Some state and local officials have said they’re getting better at responding to ransomware incidents, as the list of victims gets longer seemingly every week. But people in the government cybersecurity community are also increasingly resigned to the fact that being attacked with extortion malware isn’t so much a possibility as an inevitability.
During a CyberTalks panel Friday, New Jersey Chief Information Security Officer Michael Geraghty said the statewide fusion center he runs has detected at least 40 ransomware incidents across state, local and private-sector entities in 2020 alone.
What’s changed, though, he told CyberScoop’s Sean Lyngaas, is that governments, after being walloped for the last several years, are trying to be better prepared by crafting detailed response and recovery plans and building partnerships with public- and private-sector partners.
“Having an incident response plan is really important,” he said. “But making sure you have those connections and networks. There’s lots of assets we can bring to the fight in terms of remediating. Then there’s the law enforcement and hopefully prosecution later on.”
Rachel McEneny, the commissioner of administrative services for Albany, New York, spoke from experience in recounting a March 2019 attack that took down multiple city services, including vital records and municipal payroll systems. She recalled racing to mount a response.

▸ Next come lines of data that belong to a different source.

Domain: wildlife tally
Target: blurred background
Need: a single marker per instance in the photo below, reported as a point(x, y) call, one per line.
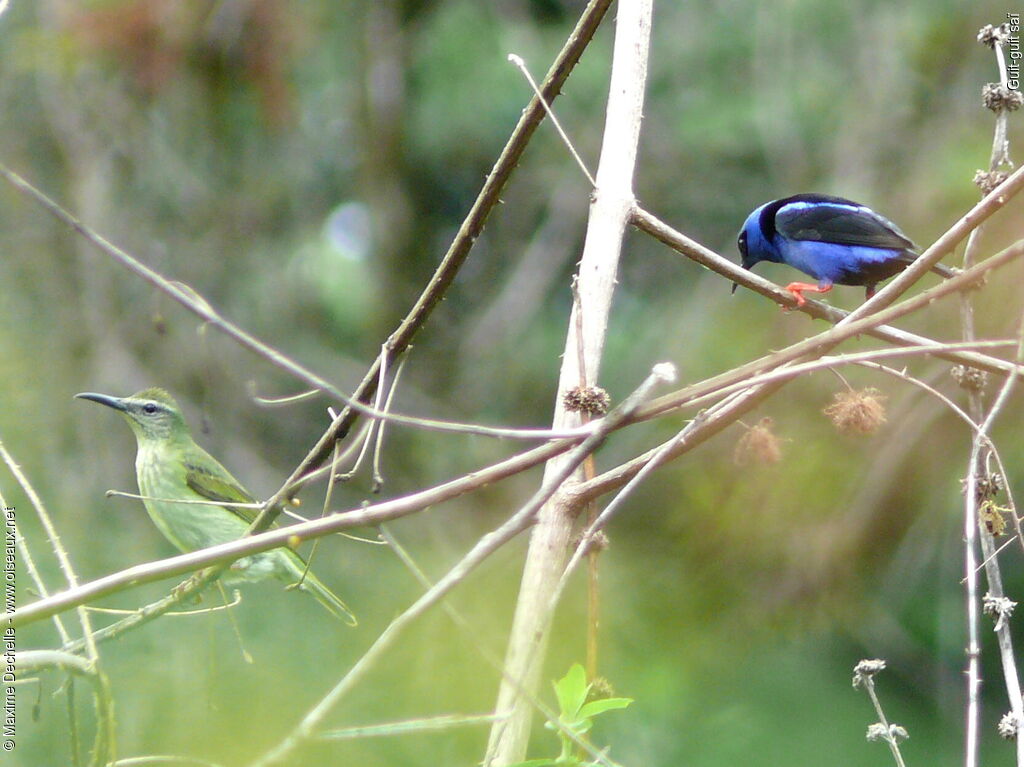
point(304, 166)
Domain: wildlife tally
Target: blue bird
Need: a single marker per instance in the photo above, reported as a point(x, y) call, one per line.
point(836, 241)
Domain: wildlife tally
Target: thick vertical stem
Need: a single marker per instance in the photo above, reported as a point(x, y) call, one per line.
point(609, 213)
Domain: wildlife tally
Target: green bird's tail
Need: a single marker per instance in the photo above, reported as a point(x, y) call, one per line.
point(305, 581)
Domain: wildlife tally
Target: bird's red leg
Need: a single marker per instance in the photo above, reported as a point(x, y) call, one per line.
point(798, 289)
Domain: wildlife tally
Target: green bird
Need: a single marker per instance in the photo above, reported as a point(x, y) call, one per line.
point(170, 467)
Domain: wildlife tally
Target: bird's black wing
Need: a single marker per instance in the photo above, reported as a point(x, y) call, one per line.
point(829, 219)
point(219, 486)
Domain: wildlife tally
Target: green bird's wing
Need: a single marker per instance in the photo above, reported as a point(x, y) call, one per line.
point(216, 485)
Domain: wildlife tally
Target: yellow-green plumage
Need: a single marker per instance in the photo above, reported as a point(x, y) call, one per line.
point(171, 467)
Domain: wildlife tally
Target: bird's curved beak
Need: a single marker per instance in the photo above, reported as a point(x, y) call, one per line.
point(107, 399)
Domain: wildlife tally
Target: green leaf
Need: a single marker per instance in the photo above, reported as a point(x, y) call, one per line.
point(599, 707)
point(571, 691)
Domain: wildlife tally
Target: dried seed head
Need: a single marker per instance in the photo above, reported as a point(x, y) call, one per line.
point(997, 97)
point(1009, 726)
point(971, 379)
point(990, 515)
point(989, 35)
point(592, 400)
point(988, 180)
point(857, 412)
point(866, 669)
point(893, 733)
point(758, 445)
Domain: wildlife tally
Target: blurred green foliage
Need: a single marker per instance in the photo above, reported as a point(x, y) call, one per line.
point(304, 167)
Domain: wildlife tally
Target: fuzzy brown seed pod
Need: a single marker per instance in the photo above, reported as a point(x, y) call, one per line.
point(592, 400)
point(997, 97)
point(988, 180)
point(857, 412)
point(971, 379)
point(758, 445)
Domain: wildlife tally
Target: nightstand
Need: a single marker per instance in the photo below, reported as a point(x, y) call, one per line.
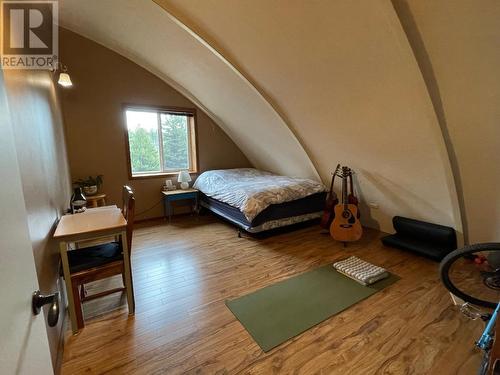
point(176, 195)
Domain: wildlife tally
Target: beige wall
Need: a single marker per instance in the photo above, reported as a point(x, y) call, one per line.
point(457, 44)
point(340, 74)
point(343, 74)
point(41, 152)
point(103, 82)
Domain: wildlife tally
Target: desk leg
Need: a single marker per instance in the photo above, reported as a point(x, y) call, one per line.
point(63, 249)
point(128, 275)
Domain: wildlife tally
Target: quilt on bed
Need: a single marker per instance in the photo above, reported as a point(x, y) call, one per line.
point(252, 191)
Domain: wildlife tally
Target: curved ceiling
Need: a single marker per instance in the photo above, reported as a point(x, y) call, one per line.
point(340, 73)
point(149, 36)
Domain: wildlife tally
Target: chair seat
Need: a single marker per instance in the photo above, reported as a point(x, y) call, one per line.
point(94, 256)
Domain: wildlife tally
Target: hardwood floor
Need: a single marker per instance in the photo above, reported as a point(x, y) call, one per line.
point(184, 272)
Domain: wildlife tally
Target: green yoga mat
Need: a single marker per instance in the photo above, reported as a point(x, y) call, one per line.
point(281, 311)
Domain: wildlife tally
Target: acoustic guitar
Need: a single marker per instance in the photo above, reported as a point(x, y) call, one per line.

“I received a call at 5 a.m. on a Saturday from my IT director,” she said. “As soon as I hung up the phone, your mind starts wondering if this is going to affect traffic signals, 911, you really do pop out of bed. This is no different than any type of disaster like hurricanes.”
McEneny said Albany official were able to shut down IT systems “within hours,” though city workers had to spend several days completing tasks with pens and paper instead of their office computers. And while most affected systems were restored within the first few days, digital records for birth and death certificates were offline for months, she said.